The IRS Takes Action on RHIO Tax-Exemption Applications; Offers Guidance to New RHIOs
After a long period of inaction, the Internal Revenue Service (IRS) has recently begun issuing Section 501(c)(3) determination letters to regional health information organizations (RHIOs). The IRS has also released a series of frequently asked questions (FAQs) regarding RHIOs on its Web site. Together, these moves represent the first action by the IRS regarding RHIOs in over two years, during which tax-exemption applications for RHIOs and other organizations engaged in health information exchange activities had languished at the IRS national office, and also offer some guidance to new RHIOs seeking qualification under Section 501(c)(3).
Background
Generally, a RHIO is dedicated to facilitating the exchange of health information and technology to improve the safety, quality, accessibility, availability and efficiency of health care within a particular community. More specifically, a RHIO serves to enable health care providers and community residents to conveniently share and access patients’ clinical data, i.e., a patient’s electronic health records (EHR) more effectively and efficiently, and may act as a central health data collection agency. The activities of a RHIO may also include education and research projects, as well as creating and operating secure communication systems that support the exchange of health information, data and studies.
Tax exemption
While the IRS had previously recognized some RHIOs as Section 501(c)(3) organizations, the agency had over the past two years delayed the determination of tax-exempt status for all RHIOs. Part of this delay may have been due to new RHIOs that hastily filled out exemption applications without full consideration of what is required to achieve recognition of Section 501(c)(3) status, specifically whether the organizations’ activities furthered one or more of the purposes enumerated in Section 501(c)(3). As a result, the IRS had flagged all RHIO tax-exemption applications and transferred them to the national office, pending final review. The IRS issued numerous statements over the past two years stating its intention to act on the pending RHIO tax-exemption applications; but, until recently, it had taken no definitive action.
IRS takes action
In addition to issuing Section 501(c)(3) determination letters to at least two RHIOs—CalRHIO in California and CareSpark in Tennessee—the IRS also recently posted a series of FAQs on its Web site regarding RHIOs. (See Regional Health Information Organization (RHIO) Frequently Asked Questions.)

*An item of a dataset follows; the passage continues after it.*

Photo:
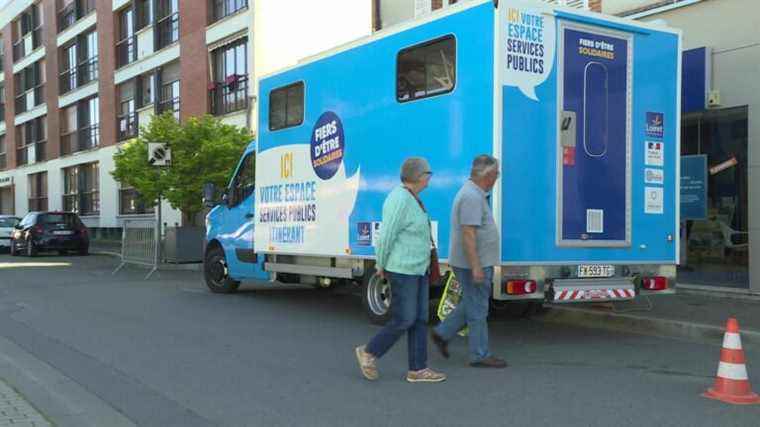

The FAQs are short and light on detail, but they do clarify that the IRS’ decision to take action on RHIO Section 501(c)(3) tax-exemption applications stems from the passage of the American Recovery and Reinvestment Act of 2009 (the Act), which contained a number of provisions providing funding to encourage the proliferation of the use of health information exchange and technology and, in some cases, mandating the use of EHRs. For more information regarding the Act, health information technology and EHRs, please see our Feb. 2009 advisory: "Carrots and Sticks: The Stimulus Package Promotes Health Information Technology."
Tax exemptions based on lessening the burdens of government
In the FAQs, the IRS notes that by passing the Act, Congress “recognized that facilitating health information exchange and technology is important to the delivery of health care and reducing the costs of health care delivery and administration.” The IRS also points to legislative history of the Act, which acknowledges that organizations such as RHIOs that are formed to facilitate the exchange of health information and technology may qualify as Section 501(c)(3) organizations specifically because they lessen the burdens of government.
While RHIOs may qualify for Section 501(c)(3) status on several different legal bases, including the promotion of health, engaging in scientific research and/or engaging in charitable activities by providing services below cost, the IRS’ decision to recognize lessening the burdens of government as an independent basis by which some RHIOs may qualify for Section 501(c)(3) status represents an important move by the IRS and may be attractive to some RHIOs whose activities may not clearly further one of the other purposes described in Section 501(c)(3).
Pending and future RHIO tax-exemption applications
The FAQs indicate that the IRS is in the process of reviewing all pending and new RHIO tax-exemption applications in light of Section 501(c)(3) requirements and the Act and expects to process most of the pending RHIO tax-exemption applications in the next several months. The IRS states that it will issue Section 501(c)(3) determination letters to RHIOs based upon the facts and circumstances set forth in each RHIO’s tax-exemption application, so the IRS’ willingness to take action on pending and new RHIO applications does not guarantee that a RHIO will necessarily qualify for Section 501(c)(3) status. Rather, every RHIO will still need to comply with all the requirements for qualification for Section 501(c)(3) status and will also need to consider carefully how its activities specifically further one or more of the purposes described in Section 501(c)(3), including whether its activities may lessen the burdens of government.